Before joining PCIC, Pei-Ling had diverse experiences in the study of multiple natural hazards and environmental issues, such as human-induced soil degradation and its impacts on climate and water balance, urban climate classification, earthquake models and monitoring, groundwater monitoring, landslide survey and simulation, and environmental impacts due to mining activities. She worked on research projects from the scale of sites to global scales that use multiple datasets from underground observations to satellite remote sensing. Pei-Ling is interested in integrating multiple fields to solve climate and environmental issues and improve the lives of human beings as well as all living creatures on Earth.

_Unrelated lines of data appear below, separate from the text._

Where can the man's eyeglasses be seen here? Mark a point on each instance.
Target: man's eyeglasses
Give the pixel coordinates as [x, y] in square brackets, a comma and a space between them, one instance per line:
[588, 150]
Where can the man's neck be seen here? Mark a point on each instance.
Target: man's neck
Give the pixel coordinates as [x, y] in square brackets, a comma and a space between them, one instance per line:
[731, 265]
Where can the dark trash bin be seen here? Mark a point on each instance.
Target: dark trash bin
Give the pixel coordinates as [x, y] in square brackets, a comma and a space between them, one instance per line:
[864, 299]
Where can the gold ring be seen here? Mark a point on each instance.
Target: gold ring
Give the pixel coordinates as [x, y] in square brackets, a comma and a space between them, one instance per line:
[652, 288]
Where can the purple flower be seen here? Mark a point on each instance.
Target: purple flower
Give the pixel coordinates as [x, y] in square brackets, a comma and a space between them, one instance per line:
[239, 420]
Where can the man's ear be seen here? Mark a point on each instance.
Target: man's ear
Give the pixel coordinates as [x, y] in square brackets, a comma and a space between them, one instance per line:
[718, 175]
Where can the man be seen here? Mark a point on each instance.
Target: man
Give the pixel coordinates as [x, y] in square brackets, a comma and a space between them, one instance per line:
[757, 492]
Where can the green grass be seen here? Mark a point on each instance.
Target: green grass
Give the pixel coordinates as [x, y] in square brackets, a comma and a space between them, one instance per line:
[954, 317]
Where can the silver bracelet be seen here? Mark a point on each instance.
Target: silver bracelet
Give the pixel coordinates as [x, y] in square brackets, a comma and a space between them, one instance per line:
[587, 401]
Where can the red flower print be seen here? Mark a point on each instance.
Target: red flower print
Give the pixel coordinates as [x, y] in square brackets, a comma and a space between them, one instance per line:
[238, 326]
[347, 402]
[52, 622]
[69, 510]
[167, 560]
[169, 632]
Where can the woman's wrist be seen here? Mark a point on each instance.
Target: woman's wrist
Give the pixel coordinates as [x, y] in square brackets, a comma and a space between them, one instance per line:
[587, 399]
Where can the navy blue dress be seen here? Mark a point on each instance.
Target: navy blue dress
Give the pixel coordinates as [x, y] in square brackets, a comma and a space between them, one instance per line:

- Ph.D. Geography, University of Victoria, Victoria, Canada
- M.Sc. Earth and Ocean Science, University of Victoria, Victoria, Canada
- M.Sc. Geosciences, National Taiwan University, Taiwan
- Wang, P.-L. & J. Feddema (2020) Linking global land use/land cover to hydrologic soil groups from 850 to 2015, Global Biogeochemical Cycles, 34, e2019GB006356, doi: 10.1029/2019GB006356
- Wang, P.-L., S.E. Engelhart, K. Wang, A.D. Hawkes, B.P. Horton, A.R. Nelson, and R.C. Witter (2013), Heterogeneous rupture in the great Cascadia earthquake of 1700 inferred from coastal subsidence estimates. Journal of Geophysical Research: Solid Earth, 118(5), 2460–2473, doi:10.1002/jgrb.50101.
- Wang, C., Y. Chia, P.-L. Wang, and D. Dreger (2009), Role of S waves and Love waves in coseismic permeability enhancement, Geophys. Res. Lett., 36, L09404, doi:10.1029/2009GL037330.